Giving Up on God: The Global Decline of Religion

Author: Ronald F. Inglehart

Affiliation: University of Michigan

Organization/Publisher: Foreign Affairs

Date/Place: September-October, 2020/USA

Type of Literature: Analysis

Word Count: 2793 


Keywords: Religion, Secularism, Ideology 


The author is the founder of World Values Survey, an international research program based at the University of Michigan that collects data through surveys about people’s cultural values and beliefs. The author argues that since 2007 religious beliefs have been slowly declining around the world. According to the author, the main reason for this decline is the changing attitudes in human sexuality, gender, and fertility. An unstated premise of the article is that one of modern religion’s major purpose was to provide comfort to people who suffer from uncertainty and fear. As such, it creates social cohesion and norms that help preserve the safety and security in times of stress and instability. Due to this emotional rather than cognitive definition of religion, as new technologies in fertility increase, the need for religion diminishes. The author relies on a long-term study conducted from 1981 to 2020. While for a brief period after the Cold War religion filled the vacuum of declining communist ideology, in the post 2007 world that trend is reversed. The two exceptions to this trend are India and the Muslim world, where according to the author, society is increasingly traditional and conservative.
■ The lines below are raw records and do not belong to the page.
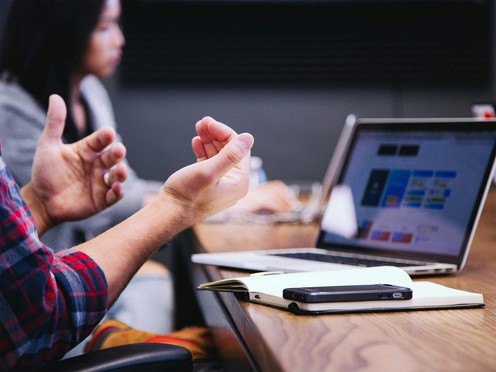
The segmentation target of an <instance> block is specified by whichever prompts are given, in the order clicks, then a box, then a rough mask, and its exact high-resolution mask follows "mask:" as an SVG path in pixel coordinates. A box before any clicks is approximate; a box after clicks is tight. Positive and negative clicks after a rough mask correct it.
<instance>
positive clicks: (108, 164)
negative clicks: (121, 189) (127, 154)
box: [97, 143, 126, 169]
mask: <svg viewBox="0 0 496 372" xmlns="http://www.w3.org/2000/svg"><path fill="white" fill-rule="evenodd" d="M107 146H108V145H107ZM107 146H105V147H107ZM105 147H104V148H105ZM97 152H98V151H97ZM125 157H126V147H125V146H124V145H123V144H122V143H116V144H115V145H113V146H112V147H110V148H109V149H108V150H107V151H104V152H102V153H101V154H100V158H101V160H102V163H103V164H104V166H105V168H107V169H110V168H112V167H113V166H114V165H116V164H117V163H119V162H120V161H122V160H124V158H125Z"/></svg>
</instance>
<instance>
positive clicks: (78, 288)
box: [0, 147, 107, 370]
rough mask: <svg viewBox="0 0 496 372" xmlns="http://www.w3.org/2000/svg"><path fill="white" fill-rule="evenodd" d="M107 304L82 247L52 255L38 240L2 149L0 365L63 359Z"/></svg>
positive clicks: (106, 308)
mask: <svg viewBox="0 0 496 372" xmlns="http://www.w3.org/2000/svg"><path fill="white" fill-rule="evenodd" d="M0 151H1V147H0ZM106 309H107V283H106V280H105V276H104V273H103V271H102V270H101V269H100V268H99V267H98V265H97V264H96V263H95V262H94V261H93V260H91V259H90V258H89V257H88V256H87V255H85V254H83V253H81V252H75V253H68V252H65V253H64V252H59V253H57V254H54V252H53V251H52V250H51V249H50V248H48V247H46V246H45V245H44V244H43V243H41V242H40V240H39V238H38V233H37V230H36V226H35V224H34V220H33V218H32V215H31V212H30V210H29V208H28V207H27V205H26V204H25V202H24V201H23V199H22V196H21V194H20V190H19V187H18V186H17V185H16V184H15V182H14V180H13V178H12V176H11V174H10V172H9V171H8V170H7V168H6V166H5V163H4V161H3V159H2V158H1V153H0V319H1V324H0V370H12V369H33V368H37V367H41V366H42V365H44V364H46V363H48V362H50V361H53V360H56V359H59V358H61V357H62V356H63V355H64V354H65V353H66V352H67V351H68V350H70V349H71V348H72V347H73V346H75V345H76V344H77V343H79V342H80V341H82V340H83V339H84V338H85V337H86V336H87V335H88V334H89V333H90V332H91V331H92V330H93V328H94V327H95V326H96V325H97V324H98V322H99V321H100V320H101V319H102V318H103V316H104V314H105V311H106Z"/></svg>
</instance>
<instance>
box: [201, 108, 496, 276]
mask: <svg viewBox="0 0 496 372" xmlns="http://www.w3.org/2000/svg"><path fill="white" fill-rule="evenodd" d="M495 154H496V122H495V121H486V120H476V119H454V118H453V119H355V118H354V117H353V116H350V117H349V118H348V119H347V121H346V123H345V126H344V128H343V131H342V134H341V136H340V139H339V141H338V144H337V146H336V148H335V151H334V154H333V157H332V159H331V162H330V164H329V167H328V170H327V173H326V175H325V177H324V181H323V186H324V191H325V193H324V194H325V197H324V199H323V207H322V218H321V220H320V234H319V236H318V239H317V241H316V244H315V247H311V248H309V247H306V248H294V249H283V250H281V249H275V250H272V249H270V248H271V247H267V248H268V249H267V250H257V251H243V250H242V249H243V247H239V248H240V251H236V252H224V253H203V254H195V255H193V256H192V260H193V262H196V263H202V264H212V265H218V266H226V267H232V268H238V269H246V270H255V271H284V272H296V271H317V270H328V269H331V270H336V269H347V268H351V267H356V266H380V265H392V266H399V267H401V268H403V269H404V270H405V271H407V272H408V273H409V274H411V275H427V274H446V273H454V272H457V271H459V270H461V269H462V268H463V266H464V265H465V261H466V259H467V255H468V252H469V249H470V245H471V242H472V238H473V236H474V233H475V230H476V227H477V223H478V220H479V217H480V213H481V211H482V208H483V205H484V201H485V198H486V195H487V192H488V190H489V187H490V185H491V180H492V175H493V172H494V166H495Z"/></svg>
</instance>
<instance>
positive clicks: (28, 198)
mask: <svg viewBox="0 0 496 372" xmlns="http://www.w3.org/2000/svg"><path fill="white" fill-rule="evenodd" d="M21 195H22V197H23V199H24V201H25V202H26V204H27V205H28V207H29V209H30V210H31V214H32V215H33V218H34V221H35V225H36V228H37V229H38V234H39V236H42V235H43V234H44V233H45V232H46V231H47V230H48V229H50V228H51V227H53V226H54V224H53V222H52V220H51V219H50V217H49V216H48V214H47V211H46V209H45V207H44V205H43V203H42V201H41V200H40V199H39V198H38V196H37V195H36V193H35V192H34V190H33V188H32V187H31V182H29V183H27V184H26V185H25V186H24V187H22V188H21Z"/></svg>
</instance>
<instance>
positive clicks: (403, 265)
mask: <svg viewBox="0 0 496 372" xmlns="http://www.w3.org/2000/svg"><path fill="white" fill-rule="evenodd" d="M273 255H274V256H279V257H289V258H298V259H301V260H311V261H321V262H330V263H337V264H343V265H353V266H365V267H372V266H384V265H394V266H400V267H406V266H421V265H425V262H405V261H395V260H380V259H373V260H372V259H367V258H359V257H343V256H333V255H328V254H319V253H308V252H307V253H303V252H302V253H275V254H273Z"/></svg>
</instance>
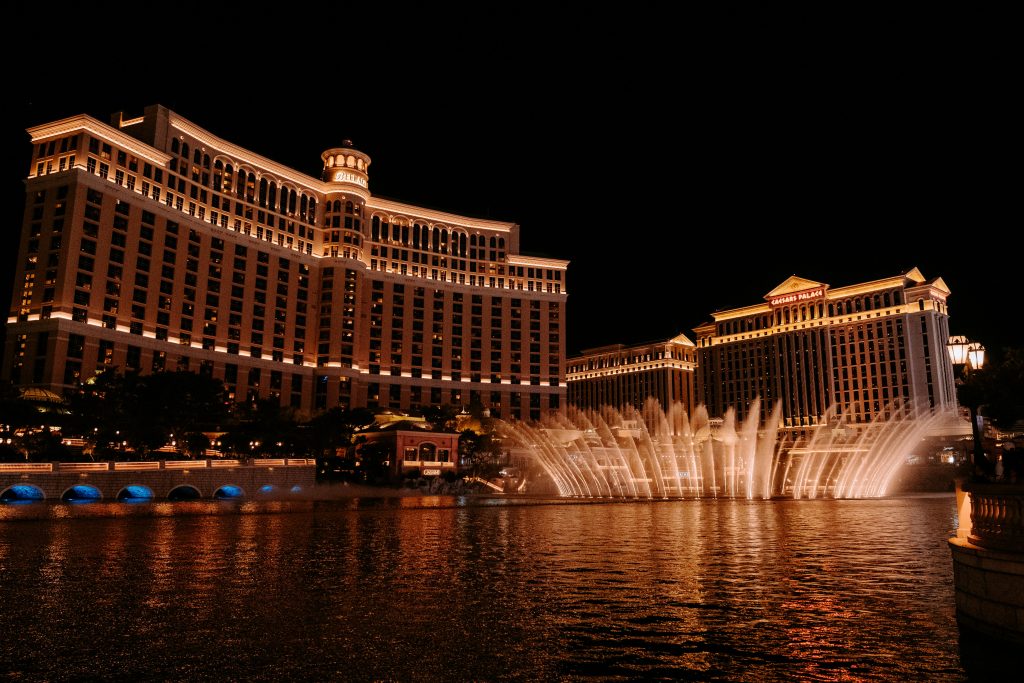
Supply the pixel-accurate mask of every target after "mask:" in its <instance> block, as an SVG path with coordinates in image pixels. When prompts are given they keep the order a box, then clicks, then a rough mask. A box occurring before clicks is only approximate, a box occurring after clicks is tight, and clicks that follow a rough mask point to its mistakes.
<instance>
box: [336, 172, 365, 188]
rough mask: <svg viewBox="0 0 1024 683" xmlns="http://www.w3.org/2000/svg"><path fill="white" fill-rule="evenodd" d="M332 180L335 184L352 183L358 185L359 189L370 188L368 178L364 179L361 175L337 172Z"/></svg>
mask: <svg viewBox="0 0 1024 683" xmlns="http://www.w3.org/2000/svg"><path fill="white" fill-rule="evenodd" d="M331 179H332V180H333V181H334V182H351V183H352V184H354V185H358V186H359V187H367V186H368V183H367V179H366V178H364V177H362V176H360V175H356V174H355V173H352V172H351V171H335V172H334V175H333V176H331Z"/></svg>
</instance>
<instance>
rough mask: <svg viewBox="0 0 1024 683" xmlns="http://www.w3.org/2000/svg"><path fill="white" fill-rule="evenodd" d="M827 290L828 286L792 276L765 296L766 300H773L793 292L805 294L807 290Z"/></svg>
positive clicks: (806, 279)
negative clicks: (778, 297)
mask: <svg viewBox="0 0 1024 683" xmlns="http://www.w3.org/2000/svg"><path fill="white" fill-rule="evenodd" d="M819 287H820V288H823V289H826V288H827V287H828V286H827V285H824V284H822V283H816V282H814V281H813V280H807V279H806V278H798V276H797V275H790V278H788V279H786V281H785V282H783V283H782V284H781V285H779V286H778V287H776V288H775V289H773V290H772V291H771V292H769V293H768V294H766V295H765V298H766V299H773V298H775V297H778V296H782V295H783V294H792V293H793V292H803V291H805V290H813V289H817V288H819Z"/></svg>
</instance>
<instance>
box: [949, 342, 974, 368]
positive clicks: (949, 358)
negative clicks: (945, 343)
mask: <svg viewBox="0 0 1024 683" xmlns="http://www.w3.org/2000/svg"><path fill="white" fill-rule="evenodd" d="M970 346H971V342H969V341H968V339H967V337H964V336H963V335H957V336H955V337H950V338H949V341H948V342H947V343H946V349H948V350H949V359H950V360H952V364H953V365H954V366H963V365H965V364H966V362H967V349H968V347H970Z"/></svg>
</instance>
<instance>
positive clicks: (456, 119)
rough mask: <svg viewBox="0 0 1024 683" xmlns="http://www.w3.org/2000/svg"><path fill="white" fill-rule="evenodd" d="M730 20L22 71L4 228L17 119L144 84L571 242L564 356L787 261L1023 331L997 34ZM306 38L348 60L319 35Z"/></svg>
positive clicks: (226, 122)
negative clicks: (48, 81) (89, 71)
mask: <svg viewBox="0 0 1024 683" xmlns="http://www.w3.org/2000/svg"><path fill="white" fill-rule="evenodd" d="M502 18H505V19H508V18H510V17H498V18H496V19H495V22H496V23H500V22H499V19H502ZM654 18H655V19H656V17H654ZM746 18H750V17H746ZM511 20H512V22H513V24H515V25H516V26H524V25H525V19H524V18H523V17H511ZM517 22H518V24H516V23H517ZM741 24H742V32H740V31H739V30H737V32H735V33H730V32H728V31H726V32H724V33H723V32H721V31H720V32H719V33H718V34H716V35H717V36H719V37H721V38H722V40H721V42H717V41H715V40H711V39H709V38H708V37H706V36H701V31H700V29H699V27H688V28H686V30H685V31H681V32H680V33H679V34H678V35H676V34H671V35H670V33H671V31H670V29H668V28H665V27H660V28H658V27H657V23H656V22H654V24H652V25H649V26H647V25H645V28H646V29H650V31H651V32H653V33H651V34H650V35H649V36H647V35H646V34H644V35H641V34H639V33H637V29H638V28H640V27H639V26H638V25H637V24H636V23H630V22H626V24H625V26H624V25H622V23H621V22H620V20H618V19H617V18H616V17H610V16H609V17H603V18H600V17H599V18H598V19H595V20H593V22H592V23H591V24H589V25H587V26H586V27H583V28H578V29H579V30H578V31H573V27H570V26H568V25H567V23H566V22H564V20H562V22H555V23H553V24H551V25H550V26H546V28H544V29H541V30H539V31H538V32H537V33H535V34H534V35H531V36H529V39H528V40H525V39H520V40H515V41H511V40H507V39H505V38H504V37H502V38H501V39H499V37H497V36H495V37H494V38H493V39H492V37H490V36H488V35H486V34H483V35H473V36H469V37H466V36H463V37H462V39H461V40H460V41H459V42H457V43H452V42H451V41H449V42H445V41H439V42H438V43H437V45H433V46H432V45H431V44H429V43H423V44H419V45H418V46H416V47H417V49H412V48H413V45H410V49H408V50H404V51H403V55H404V56H403V57H402V62H401V63H402V68H401V69H400V70H397V69H394V68H390V67H375V66H374V53H375V50H376V49H377V47H375V46H376V45H377V44H376V43H374V45H367V49H366V50H365V52H364V53H361V54H360V56H359V57H358V59H355V57H351V58H350V61H349V62H347V63H348V65H349V66H348V67H339V68H338V69H336V70H329V69H323V70H317V69H315V68H309V69H305V68H301V67H300V66H299V65H295V63H291V62H287V65H286V66H288V71H287V74H285V73H284V72H281V71H270V70H268V71H267V72H266V74H265V76H261V77H259V78H256V77H254V78H247V79H245V80H244V81H243V82H240V80H239V79H236V78H233V77H232V76H231V74H232V70H233V69H236V68H239V67H241V65H240V62H237V61H236V60H233V59H232V58H231V56H232V55H237V54H241V52H240V53H234V52H230V51H229V50H225V57H224V63H223V69H212V68H211V67H212V66H213V65H212V63H211V62H210V59H212V58H213V55H209V58H204V65H203V68H202V69H200V70H198V71H197V73H196V74H194V75H191V77H190V78H188V77H187V76H186V75H182V77H181V78H172V77H170V74H171V73H172V72H173V69H172V68H171V67H170V63H169V62H167V61H166V60H165V59H163V58H161V59H156V60H155V61H151V62H148V63H147V65H144V67H145V71H144V72H139V71H131V72H129V71H121V70H122V69H123V67H119V66H117V65H116V63H114V62H113V61H111V60H106V61H104V67H103V69H97V70H95V71H94V72H92V76H91V78H89V79H85V78H83V79H70V80H68V81H66V82H63V83H61V85H60V87H54V86H53V83H51V82H48V81H47V80H46V79H45V78H40V77H39V72H38V71H34V72H33V77H32V78H26V79H25V81H26V82H31V84H29V85H27V84H26V83H22V84H20V85H16V84H15V85H13V86H12V87H13V91H12V92H11V91H10V90H8V95H9V98H8V103H7V115H8V116H7V117H6V118H5V119H4V123H3V131H4V132H3V135H2V139H3V143H4V156H3V168H4V174H3V176H2V177H3V186H4V193H5V197H6V200H7V201H6V202H5V203H4V207H5V209H4V216H5V218H4V228H3V229H4V230H6V232H7V234H8V236H10V237H11V238H15V239H16V237H15V236H17V234H18V232H19V230H20V224H22V211H23V208H24V201H25V194H24V185H23V179H24V177H25V176H26V175H27V171H28V168H29V161H30V154H31V150H30V145H29V142H28V135H27V134H26V133H25V128H27V127H29V126H32V125H37V124H41V123H45V122H49V121H51V120H55V119H58V118H62V117H67V116H71V115H74V114H79V113H87V114H90V115H92V116H94V117H96V118H98V119H100V120H101V121H108V120H109V116H110V114H111V113H112V112H115V111H119V110H124V111H125V112H126V114H128V115H130V116H134V115H140V114H141V112H142V108H143V106H144V105H146V104H150V103H155V102H160V103H163V104H165V105H167V106H168V108H170V109H172V110H174V111H175V112H177V113H178V114H180V115H182V116H183V117H185V118H186V119H189V120H191V121H193V122H194V123H196V124H197V125H199V126H201V127H203V128H205V129H207V130H209V131H211V132H212V133H213V134H215V135H217V136H219V137H221V138H224V139H226V140H229V141H231V142H234V143H237V144H240V145H242V146H244V147H247V148H249V150H252V151H254V152H256V153H259V154H261V155H263V156H265V157H268V158H270V159H272V160H275V161H278V162H281V163H283V164H285V165H287V166H290V167H292V168H294V169H296V170H298V171H301V172H304V173H307V174H309V175H312V176H314V177H318V176H319V171H321V160H319V154H321V152H322V151H324V150H326V148H328V147H331V146H336V145H338V144H339V143H340V142H341V140H343V139H346V138H347V139H351V140H352V141H353V143H354V145H355V146H356V147H357V148H358V150H360V151H362V152H365V153H367V154H368V155H370V157H371V159H372V160H373V163H372V166H371V169H370V188H371V191H372V193H373V194H374V195H375V196H381V197H386V198H390V199H394V200H398V201H401V202H407V203H410V204H414V205H419V206H425V207H430V208H435V209H440V210H443V211H449V212H453V213H458V214H463V215H466V216H472V217H481V218H492V219H497V220H505V221H513V222H516V223H518V224H519V225H520V226H521V230H520V245H521V249H522V252H523V253H526V254H532V255H541V256H550V257H555V258H561V259H567V260H569V261H570V265H569V270H568V291H569V298H568V304H567V305H568V311H567V321H568V322H567V329H568V331H567V334H568V339H567V346H566V348H567V350H568V352H569V353H570V354H571V353H574V352H575V351H579V350H580V349H582V348H588V347H593V346H599V345H603V344H610V343H617V342H622V343H634V342H642V341H650V340H655V339H665V338H668V337H671V336H674V335H676V334H679V333H684V334H686V335H687V336H689V337H690V338H691V339H693V338H694V335H693V332H692V328H693V327H694V326H696V325H699V324H700V323H703V322H706V321H708V319H710V314H711V312H712V311H714V310H716V309H722V308H730V307H735V306H741V305H748V304H753V303H756V302H759V301H761V300H762V298H763V296H764V295H765V294H766V293H767V292H768V291H770V290H771V289H773V288H774V287H775V286H776V285H778V284H779V283H781V282H782V281H783V280H785V279H786V278H787V276H788V275H791V274H794V273H795V274H798V275H801V276H804V278H809V279H812V280H817V281H819V282H823V283H826V284H829V285H831V286H834V287H838V286H842V285H848V284H854V283H859V282H864V281H867V280H873V279H879V278H886V276H890V275H895V274H898V273H900V272H903V271H905V270H907V269H909V268H911V267H914V266H916V267H919V268H920V269H921V270H922V272H924V274H925V275H926V276H927V278H934V276H937V275H941V276H942V278H943V279H944V280H945V282H946V284H947V285H948V286H949V288H950V289H951V290H952V296H951V298H950V301H949V305H950V311H951V319H950V329H951V331H952V332H953V333H954V334H957V333H959V334H966V335H969V336H970V337H972V338H974V339H978V340H980V341H982V342H983V343H984V344H985V345H986V346H988V347H989V348H993V349H994V348H998V347H1000V346H1004V345H1020V341H1019V335H1018V334H1017V331H1018V329H1019V327H1020V324H1019V323H1018V322H1017V321H1015V319H1014V318H1013V317H1011V315H1012V314H1013V313H1014V312H1015V311H1016V308H1017V306H1016V305H1015V304H1016V299H1018V298H1019V296H1020V294H1021V285H1020V280H1019V276H1018V274H1017V272H1016V271H1017V269H1018V268H1019V267H1020V264H1021V256H1020V251H1019V248H1018V247H1016V245H1017V244H1019V238H1018V237H1017V236H1018V234H1019V230H1020V225H1021V220H1020V212H1019V210H1018V207H1017V206H1014V207H1011V206H1010V197H1011V177H1012V175H1011V173H1009V172H1008V168H1014V167H1015V166H1016V164H1014V165H1011V164H1010V163H1009V161H1010V160H1008V159H1006V158H1007V157H1009V156H1010V155H1009V146H1008V142H1007V140H1008V138H1009V137H1010V132H1009V131H1010V130H1011V126H1010V111H1011V108H1010V106H1009V103H1008V100H1009V97H1010V96H1011V94H1012V92H1013V90H1014V89H1016V88H1015V87H1014V88H1012V87H1010V85H1009V84H1010V83H1011V82H1012V81H1006V80H1005V79H1006V75H1007V72H1008V71H1009V69H1008V68H1007V67H1005V66H1002V65H1006V63H1008V61H1006V60H1004V58H1002V57H1004V55H1002V54H1001V53H1000V49H1001V48H1000V43H998V41H986V40H983V39H981V38H979V37H977V36H975V39H974V40H972V41H971V42H963V41H957V40H950V39H949V38H950V37H949V34H947V33H943V34H941V35H938V34H937V35H935V36H934V37H929V36H928V35H927V31H925V30H924V29H921V28H920V27H919V28H915V29H914V32H916V33H915V34H914V37H913V38H914V39H913V40H909V39H908V38H907V36H908V35H909V34H906V33H904V32H903V31H902V30H901V29H899V28H894V29H893V30H892V31H881V32H878V33H874V34H871V35H864V36H862V37H856V38H854V37H848V38H847V39H846V40H843V41H839V43H838V44H836V43H835V42H834V38H835V36H833V35H830V34H828V33H827V32H825V33H822V34H821V35H820V36H818V37H816V38H815V39H814V40H801V41H800V42H799V43H794V42H791V41H786V40H783V39H782V38H781V37H779V38H778V40H777V42H776V41H774V40H772V39H768V38H765V37H764V36H761V39H760V40H758V41H757V42H756V43H749V42H746V41H745V40H744V36H749V35H751V34H752V33H753V32H755V31H756V30H757V28H758V27H757V26H752V24H757V22H753V23H752V22H745V23H741ZM624 36H625V37H624ZM697 37H699V38H701V39H700V40H699V43H698V44H699V47H698V46H696V45H693V44H691V39H694V40H695V39H696V38H697ZM520 38H522V37H520ZM441 45H443V46H441ZM182 47H184V46H182ZM372 47H373V48H374V49H371V48H372ZM173 52H174V53H175V54H176V58H175V59H173V61H176V62H178V61H180V62H182V63H187V58H188V51H187V50H185V49H182V50H175V51H173ZM161 53H162V54H163V53H164V52H161ZM205 54H208V53H205ZM166 56H167V57H168V58H170V56H171V55H170V54H167V55H166ZM526 57H528V59H527V58H526ZM281 58H283V57H282V55H278V56H275V57H274V59H271V61H272V60H279V61H280V59H281ZM302 59H307V60H311V61H313V62H317V63H324V62H325V60H331V59H338V60H341V62H344V59H343V56H342V55H340V54H335V53H333V52H330V51H326V50H324V49H323V48H321V47H315V48H310V49H309V52H308V54H306V55H303V56H302ZM355 61H358V62H359V66H358V68H355V67H354V62H355ZM536 63H540V65H541V66H531V65H536ZM251 67H252V65H246V66H245V69H247V70H248V69H251ZM349 67H350V68H349ZM143 74H144V76H143ZM283 74H285V75H283ZM1015 128H1016V126H1015ZM1015 160H1016V156H1015ZM13 256H14V250H13V249H9V250H6V255H5V257H4V259H5V266H4V267H5V271H4V274H3V278H2V284H0V287H2V288H3V289H2V290H0V295H2V296H3V298H4V301H9V296H10V294H9V288H10V281H11V279H12V274H11V273H12V268H13Z"/></svg>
The United States is the leading secularizing country in the world—doubling its pace towards secularization. While the author’s arguments catch headlines, the article fails to articulate how the survey defines “traditional” vs. “secular,” and what is “religious” in religion exactly? This even applies to seemingly specific questions regarding God: what kind of God exactly? The theoretical weaknesses cloud what appear to be “hard” social scientific facts about societies. For example, the “fact” that changing gender norms have a direct impact toward secularization already assumes that religion is primarily a private enterprise interested in “family values.” The circular reasoning reinforces the authors’ assumptions by driving data towards foregone conclusions. The article argues that “traditional” societies are also more corrupt and violent than secular ones. The reader is left to question if traditional is only a synonym for bad while secular means good. This article is a primary example of how theoretically unreflective social science can skew our understanding of reality.